A vitamini: Solunum ve sindirim organları ile böbrek,deri ve göz üzerinde güçlü destek sağlar. Yapı taşındaki beta karoten bağışıklık sistemini geliştiriyor. Görme, büyüme ve vücudun enfeksiyonlara karşı koruma rolü oldukça fazladır. Kemiklerin sağlıklı gelişimi ve bağışıklık sisteminin düzenli işleyişinde önemli katkıları vardır. A vitamini eksikliği körlüğe neden olur. Ayrıca kuru ve sert deri, diş çürümeleri, mide ve bağırsak mukozalarında zayıflama, ülser ve ishal,saç dökülmesi, kaşıntı, mide bulantısına ve erkeklerde iktidarsızlığa yol açar. Bağışıklık sisteminin en büyük destekçisi timus bezesini korur ve normal çalışmasını sağlar. Aşırı stres timus bezesinin çalışmasını durdurur.
D vitamini: İnce bağırsaklarda kalsiyum ve fosforun emilimini düzenleyerek kemik büyümesi, sertleşmesi ve tamirinde etkili olur. Raşitizm hastalığını önler.Böbrek hastalıklarında düşük kan kalsiyumu seviyesini düzenler. Yetersiz gıda alıpta fazla kalori yakanlar, menapoz döneminde olan,emziren ve hamile olan kadınlar, aşırı alkol alanlar, ağır yaraları ve yanığı olanlar D vitaminine daha fazla ihtiyaç duyarlar.
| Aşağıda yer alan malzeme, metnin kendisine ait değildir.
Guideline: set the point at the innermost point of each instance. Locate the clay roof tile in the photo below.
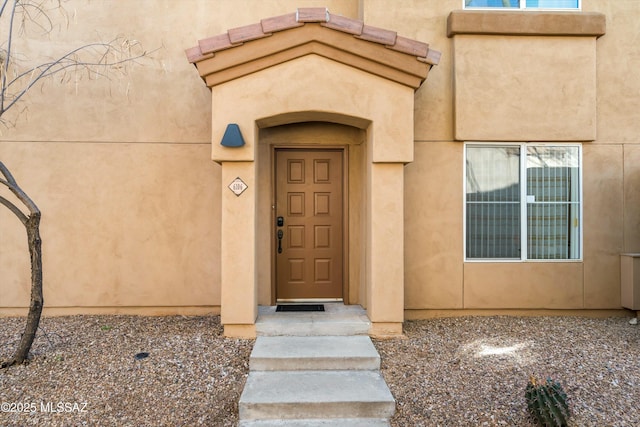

Artrit, sivilce, alkolizm, kistik fibrozis uçuk ve herpes zoster tedavisi ile kolon kanserinin önlenmesinde etkileri olduğu ileri sürülmektedir.
E vitamini: Radikal bir asittir. Bazı proteinlerdeki kimyasal maddeler ile oksijenin birleşiminden oluşur. Döllenme, kısırlığın önlenmesi ve cinsel fonksiyonların düzenli bir biçimde yürümesinde çok önemli rolü olan bir vitamindir. Çok güçlü bir antioksidandır. Toksik maddelerin olumsuz etkilerini azaltarak dirlik ve kudret sağlayan E vitamini gençlik duygusunu güçlendirir.E vitamininin üst solunum yolu enfeksiyonlarını ve gribi önleyebileceği yeni deneylerle ispatlanmıştır. Dirençli bir vitamin olarak tanınmaktadır. Karaciğerde, yağ dokularında, kalp, adale dokusu, testis, rahim, böbrek üstü bezi, beyin ve kanda depo edilir.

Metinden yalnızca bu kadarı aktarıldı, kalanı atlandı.